By poisson thinning, requests arrive at each server $n$ according to a poisson process at a rate of:

$$\lambda_n = \frac{10}{N}$$

This means that the probability any server gets at least one request is:

$$P(\text{$server$ $n$ has a request}) = 1 - P(\text{$server$ $n$ has $0$ requests})$$

$$P(\text{$server$ $n$ has $0$ requests}) = e^{-\frac{10}{N}}$$

$$P(\text{$server$ $n$ has a request}) = 1 - e^{-\frac{10}{N}}$$

$$$$

Now, for the expected number of servers with at least one request.

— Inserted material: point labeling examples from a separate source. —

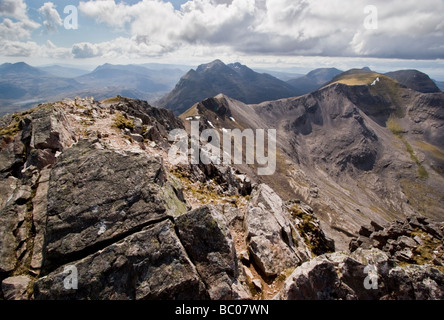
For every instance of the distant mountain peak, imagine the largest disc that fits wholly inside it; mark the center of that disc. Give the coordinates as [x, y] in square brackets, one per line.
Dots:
[234, 80]
[415, 80]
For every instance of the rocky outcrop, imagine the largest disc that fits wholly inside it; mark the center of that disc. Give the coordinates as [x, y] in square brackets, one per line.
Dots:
[416, 240]
[92, 208]
[150, 264]
[363, 275]
[123, 196]
[274, 237]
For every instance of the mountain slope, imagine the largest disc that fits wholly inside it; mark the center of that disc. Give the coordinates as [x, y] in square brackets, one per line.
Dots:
[94, 206]
[234, 80]
[22, 86]
[415, 80]
[64, 72]
[313, 80]
[354, 151]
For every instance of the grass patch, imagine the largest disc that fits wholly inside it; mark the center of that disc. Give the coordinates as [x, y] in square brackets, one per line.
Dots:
[394, 126]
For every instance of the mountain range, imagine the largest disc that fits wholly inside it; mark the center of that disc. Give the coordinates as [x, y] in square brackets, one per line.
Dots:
[92, 186]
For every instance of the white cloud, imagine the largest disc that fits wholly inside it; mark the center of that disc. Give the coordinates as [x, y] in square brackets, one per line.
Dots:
[281, 27]
[52, 18]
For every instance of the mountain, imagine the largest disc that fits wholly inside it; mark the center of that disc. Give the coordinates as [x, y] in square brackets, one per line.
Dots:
[415, 80]
[95, 206]
[234, 80]
[116, 78]
[313, 80]
[440, 84]
[357, 150]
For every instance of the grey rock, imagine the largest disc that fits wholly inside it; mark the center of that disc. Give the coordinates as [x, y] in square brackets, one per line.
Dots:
[51, 129]
[16, 288]
[210, 246]
[274, 243]
[11, 217]
[150, 264]
[123, 196]
[39, 203]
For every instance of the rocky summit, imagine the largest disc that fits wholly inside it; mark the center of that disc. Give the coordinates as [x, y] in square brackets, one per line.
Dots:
[92, 207]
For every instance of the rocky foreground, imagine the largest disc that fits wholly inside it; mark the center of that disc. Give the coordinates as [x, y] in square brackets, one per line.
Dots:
[87, 186]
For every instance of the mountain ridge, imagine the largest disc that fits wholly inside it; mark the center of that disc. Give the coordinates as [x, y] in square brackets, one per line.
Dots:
[235, 80]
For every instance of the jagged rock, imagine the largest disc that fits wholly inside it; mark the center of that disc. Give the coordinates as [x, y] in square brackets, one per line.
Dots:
[415, 282]
[270, 234]
[209, 243]
[16, 288]
[12, 155]
[150, 264]
[11, 218]
[7, 188]
[123, 194]
[413, 240]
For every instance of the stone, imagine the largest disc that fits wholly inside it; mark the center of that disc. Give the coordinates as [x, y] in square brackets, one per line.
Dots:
[148, 265]
[136, 137]
[39, 204]
[10, 217]
[210, 246]
[99, 195]
[16, 288]
[51, 129]
[271, 235]
[257, 285]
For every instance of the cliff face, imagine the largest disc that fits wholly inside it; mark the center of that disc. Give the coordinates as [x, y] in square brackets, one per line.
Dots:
[92, 208]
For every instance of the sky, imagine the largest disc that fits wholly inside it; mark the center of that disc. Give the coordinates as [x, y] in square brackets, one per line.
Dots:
[293, 35]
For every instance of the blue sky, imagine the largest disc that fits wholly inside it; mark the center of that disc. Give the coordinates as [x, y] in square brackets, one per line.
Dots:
[274, 34]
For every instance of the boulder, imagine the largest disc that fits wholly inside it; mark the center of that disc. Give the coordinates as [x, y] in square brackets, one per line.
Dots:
[274, 243]
[16, 288]
[209, 244]
[150, 264]
[363, 275]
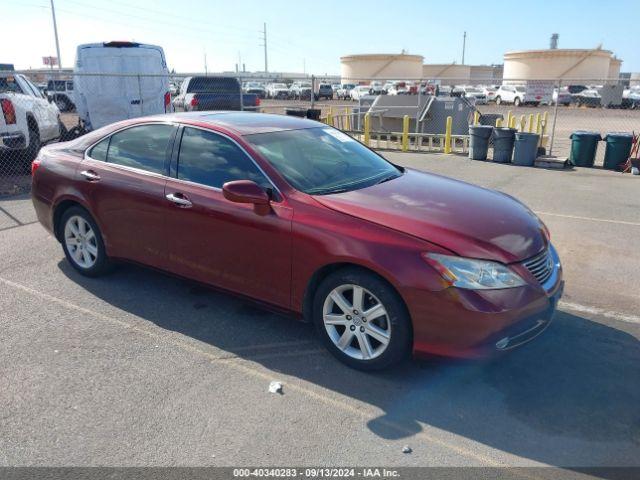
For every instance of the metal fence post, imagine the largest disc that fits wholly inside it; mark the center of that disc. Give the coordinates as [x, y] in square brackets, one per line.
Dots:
[555, 118]
[313, 90]
[140, 96]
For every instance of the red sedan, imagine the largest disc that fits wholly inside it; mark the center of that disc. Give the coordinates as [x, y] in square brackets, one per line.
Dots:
[384, 260]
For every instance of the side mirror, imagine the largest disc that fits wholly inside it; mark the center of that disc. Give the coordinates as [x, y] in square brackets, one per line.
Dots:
[245, 191]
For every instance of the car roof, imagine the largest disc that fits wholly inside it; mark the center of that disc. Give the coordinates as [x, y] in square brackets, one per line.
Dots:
[243, 123]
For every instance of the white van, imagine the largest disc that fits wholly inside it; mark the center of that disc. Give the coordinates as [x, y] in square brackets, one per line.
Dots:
[119, 80]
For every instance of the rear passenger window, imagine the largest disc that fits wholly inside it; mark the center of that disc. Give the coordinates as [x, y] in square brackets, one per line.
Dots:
[143, 147]
[210, 159]
[99, 151]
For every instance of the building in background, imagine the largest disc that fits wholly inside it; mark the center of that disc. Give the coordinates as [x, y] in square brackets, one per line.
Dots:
[385, 66]
[562, 64]
[458, 74]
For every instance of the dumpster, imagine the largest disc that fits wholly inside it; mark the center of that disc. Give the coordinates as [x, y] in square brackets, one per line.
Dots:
[479, 141]
[296, 112]
[618, 149]
[525, 149]
[583, 148]
[503, 139]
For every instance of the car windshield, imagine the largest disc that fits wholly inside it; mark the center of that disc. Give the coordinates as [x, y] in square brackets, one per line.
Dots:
[9, 84]
[323, 160]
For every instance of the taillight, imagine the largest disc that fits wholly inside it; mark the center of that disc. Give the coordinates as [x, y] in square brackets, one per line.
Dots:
[8, 111]
[35, 164]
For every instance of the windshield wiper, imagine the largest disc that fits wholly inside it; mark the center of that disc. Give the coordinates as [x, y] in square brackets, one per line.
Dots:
[387, 178]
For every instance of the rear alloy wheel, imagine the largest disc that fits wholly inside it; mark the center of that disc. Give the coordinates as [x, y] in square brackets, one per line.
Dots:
[82, 243]
[362, 320]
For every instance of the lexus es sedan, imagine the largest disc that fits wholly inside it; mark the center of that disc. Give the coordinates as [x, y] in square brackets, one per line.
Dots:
[384, 260]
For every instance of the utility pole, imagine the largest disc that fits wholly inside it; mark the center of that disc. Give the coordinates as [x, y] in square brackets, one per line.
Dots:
[264, 44]
[464, 45]
[55, 31]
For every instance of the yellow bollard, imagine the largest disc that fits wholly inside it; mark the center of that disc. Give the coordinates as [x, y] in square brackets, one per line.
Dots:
[367, 129]
[447, 135]
[405, 133]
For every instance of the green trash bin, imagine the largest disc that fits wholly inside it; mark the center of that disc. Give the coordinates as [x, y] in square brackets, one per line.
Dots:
[618, 149]
[583, 148]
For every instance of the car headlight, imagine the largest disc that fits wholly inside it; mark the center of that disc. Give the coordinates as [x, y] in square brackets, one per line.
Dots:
[473, 274]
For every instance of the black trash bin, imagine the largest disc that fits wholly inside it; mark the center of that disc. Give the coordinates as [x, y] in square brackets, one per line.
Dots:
[503, 139]
[618, 149]
[479, 141]
[525, 149]
[583, 148]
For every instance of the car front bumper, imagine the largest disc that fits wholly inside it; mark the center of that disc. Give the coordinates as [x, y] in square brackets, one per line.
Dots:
[12, 141]
[477, 323]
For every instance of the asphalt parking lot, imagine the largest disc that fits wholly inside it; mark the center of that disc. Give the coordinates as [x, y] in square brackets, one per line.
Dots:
[139, 368]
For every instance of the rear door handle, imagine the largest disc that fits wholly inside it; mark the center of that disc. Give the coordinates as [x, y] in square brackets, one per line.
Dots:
[90, 175]
[179, 200]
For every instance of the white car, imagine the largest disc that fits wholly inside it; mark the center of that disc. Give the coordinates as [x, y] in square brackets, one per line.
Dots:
[472, 93]
[28, 118]
[115, 81]
[515, 94]
[344, 92]
[277, 90]
[358, 92]
[490, 93]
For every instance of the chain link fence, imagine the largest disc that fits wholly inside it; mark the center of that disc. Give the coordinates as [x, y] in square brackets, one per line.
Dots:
[404, 114]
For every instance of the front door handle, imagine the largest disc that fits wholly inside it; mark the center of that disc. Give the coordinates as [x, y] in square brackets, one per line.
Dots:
[90, 175]
[179, 200]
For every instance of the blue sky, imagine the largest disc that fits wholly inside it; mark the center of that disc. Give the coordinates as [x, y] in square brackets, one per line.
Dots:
[312, 35]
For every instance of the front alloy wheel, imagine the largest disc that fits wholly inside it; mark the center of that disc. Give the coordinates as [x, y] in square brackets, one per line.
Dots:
[356, 322]
[361, 319]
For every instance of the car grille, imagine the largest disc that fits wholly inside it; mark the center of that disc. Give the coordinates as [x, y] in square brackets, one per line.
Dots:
[540, 266]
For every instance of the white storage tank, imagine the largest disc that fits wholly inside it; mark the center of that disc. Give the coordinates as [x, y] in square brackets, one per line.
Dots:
[569, 64]
[384, 66]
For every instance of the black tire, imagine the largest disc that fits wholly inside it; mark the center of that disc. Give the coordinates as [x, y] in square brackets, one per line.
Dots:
[399, 346]
[102, 263]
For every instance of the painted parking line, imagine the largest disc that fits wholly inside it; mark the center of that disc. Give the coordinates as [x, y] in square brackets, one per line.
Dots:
[249, 367]
[622, 317]
[590, 219]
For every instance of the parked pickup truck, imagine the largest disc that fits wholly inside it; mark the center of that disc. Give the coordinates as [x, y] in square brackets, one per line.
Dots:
[28, 119]
[213, 93]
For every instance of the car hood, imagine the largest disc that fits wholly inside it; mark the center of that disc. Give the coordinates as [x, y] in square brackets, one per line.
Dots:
[468, 220]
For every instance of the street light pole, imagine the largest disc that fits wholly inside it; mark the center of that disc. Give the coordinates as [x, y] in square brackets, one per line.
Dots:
[464, 45]
[55, 31]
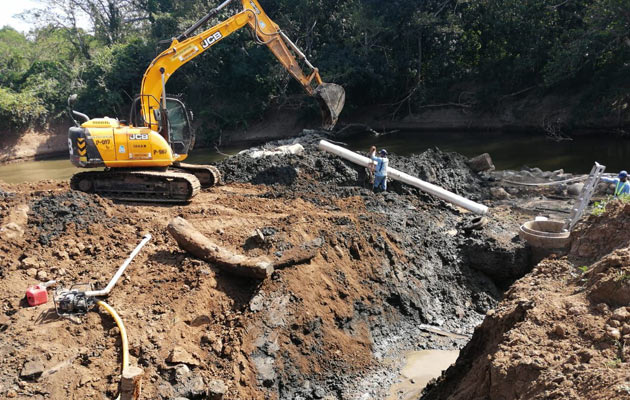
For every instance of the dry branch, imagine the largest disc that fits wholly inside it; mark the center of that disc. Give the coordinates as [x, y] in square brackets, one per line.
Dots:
[194, 242]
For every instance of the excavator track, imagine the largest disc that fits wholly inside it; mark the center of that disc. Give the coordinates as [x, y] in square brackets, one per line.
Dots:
[208, 175]
[138, 185]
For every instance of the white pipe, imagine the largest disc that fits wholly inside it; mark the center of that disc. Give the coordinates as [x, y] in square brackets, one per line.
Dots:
[116, 277]
[405, 178]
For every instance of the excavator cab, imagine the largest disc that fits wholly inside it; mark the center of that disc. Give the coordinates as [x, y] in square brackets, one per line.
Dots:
[174, 123]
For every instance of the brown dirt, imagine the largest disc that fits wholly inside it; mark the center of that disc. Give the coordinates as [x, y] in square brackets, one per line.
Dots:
[33, 144]
[169, 299]
[560, 332]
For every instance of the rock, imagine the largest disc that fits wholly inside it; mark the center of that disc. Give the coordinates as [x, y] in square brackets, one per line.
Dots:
[586, 355]
[180, 356]
[560, 330]
[620, 314]
[499, 193]
[182, 372]
[29, 262]
[266, 370]
[575, 189]
[61, 254]
[195, 387]
[214, 341]
[482, 162]
[74, 253]
[11, 231]
[614, 323]
[602, 308]
[32, 369]
[613, 333]
[216, 389]
[257, 303]
[201, 320]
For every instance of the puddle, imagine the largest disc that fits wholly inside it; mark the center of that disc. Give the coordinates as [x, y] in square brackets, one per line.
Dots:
[419, 369]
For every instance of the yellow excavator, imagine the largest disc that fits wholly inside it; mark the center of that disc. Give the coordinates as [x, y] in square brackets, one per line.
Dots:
[143, 160]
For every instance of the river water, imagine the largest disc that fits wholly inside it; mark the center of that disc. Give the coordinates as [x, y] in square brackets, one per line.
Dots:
[508, 151]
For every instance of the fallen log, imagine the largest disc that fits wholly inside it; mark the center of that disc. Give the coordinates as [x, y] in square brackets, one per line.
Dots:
[194, 242]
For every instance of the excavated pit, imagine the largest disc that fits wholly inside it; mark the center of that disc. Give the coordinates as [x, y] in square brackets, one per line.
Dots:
[395, 272]
[428, 267]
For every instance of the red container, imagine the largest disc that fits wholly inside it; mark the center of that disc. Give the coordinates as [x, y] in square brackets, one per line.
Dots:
[36, 295]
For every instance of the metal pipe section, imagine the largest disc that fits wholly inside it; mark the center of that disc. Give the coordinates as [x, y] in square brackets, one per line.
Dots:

$$E[S] = E[\sum_{n=1}^{N}\mathbb{1}\{\text{$server$ $n$ received at least one request}\}]$$ $$= \sum_{n=1}^{N}E[\mathbb{1}\{\text{$server$ $n$ received at least one request}\}]$$ where $$\mathbb{1}\{\text{$server$ $n$ received at least one request}\}= \begin{cases} 1 \text{ if $server$ $n$ received at least one request},\\ 0 \text{ $otherwise$} \end{cases}$$

$$E[\mathbb{1}\{\text{$server$ $n$ received at least one request}\}] = P(\text{$server$ $n$ received at least one request})$$

$$P(\text{$server$ $n$ received at least one request})= 1 - e^{-\frac{10}{N}}$$

Therefore, in expectation:

$$E[S] = N(1 - e^{-\frac{10}{N}})$$

To check behavior at the boundary is as expected:

as $N$ approaches $\infty$, $E[S]$ approaches 0.

for $N = 1$, the problem reduces to finding the probability of $0$ requests.